Armstrong Flooring
- Company type: Public
- Traded as: NYSE: AFI
- Industry: Construction Materials
- Founded: Lancaster, Pennsylvania, United States
- Headquarters: Lancaster, Pennsylvania, United States
- Key people: Michel Vermette, President & CEO
- Products: Flooring
- Number of employees: 3,500 (August 2018)
- Website: www.armstrongflooring.com

= Armstrong Flooring =

American manufacturer of cork flooring products

Armstrong Flooring is a Pennsylvania corporation incorporated in 2016. It was spun off as an independent entity from Armstrong World Industries in April 2016. The company manufactures flooring products in the US in
Beech Creek, Pennsylvania; Jackson, Mississippi; Kankakee, Illinois; Lancaster, Pennsylvania; South Gate, California; and Stillwater, Oklahoma; and internationally in Shanghai, China and Braeside, Victoria.

On November 16, 2018, Armstrong Flooring announced it would be selling its wood-flooring business to American Industrial Partners, a private-equity firm, for $100 million.
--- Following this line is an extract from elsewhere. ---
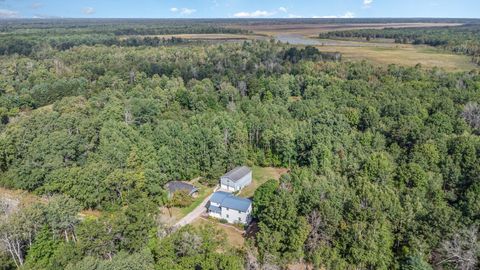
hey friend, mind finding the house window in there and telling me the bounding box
[226,214,229,218]
[238,210,242,214]
[238,217,241,221]
[226,208,229,211]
Hazel Dell Brown, chief interior designer of Armstrong Flooring, introduced a number of influential and popular floor coverings and other interior designs.

In 2022, the company entered into Chapter 11 bankruptcy, and its stock was delisted from the New York Stock Exchange. After selling all of its assets to AHF Products, the former holding company converted its Chapter 11 case to a Chapter 7 bankruptcy liquidation in April 2023.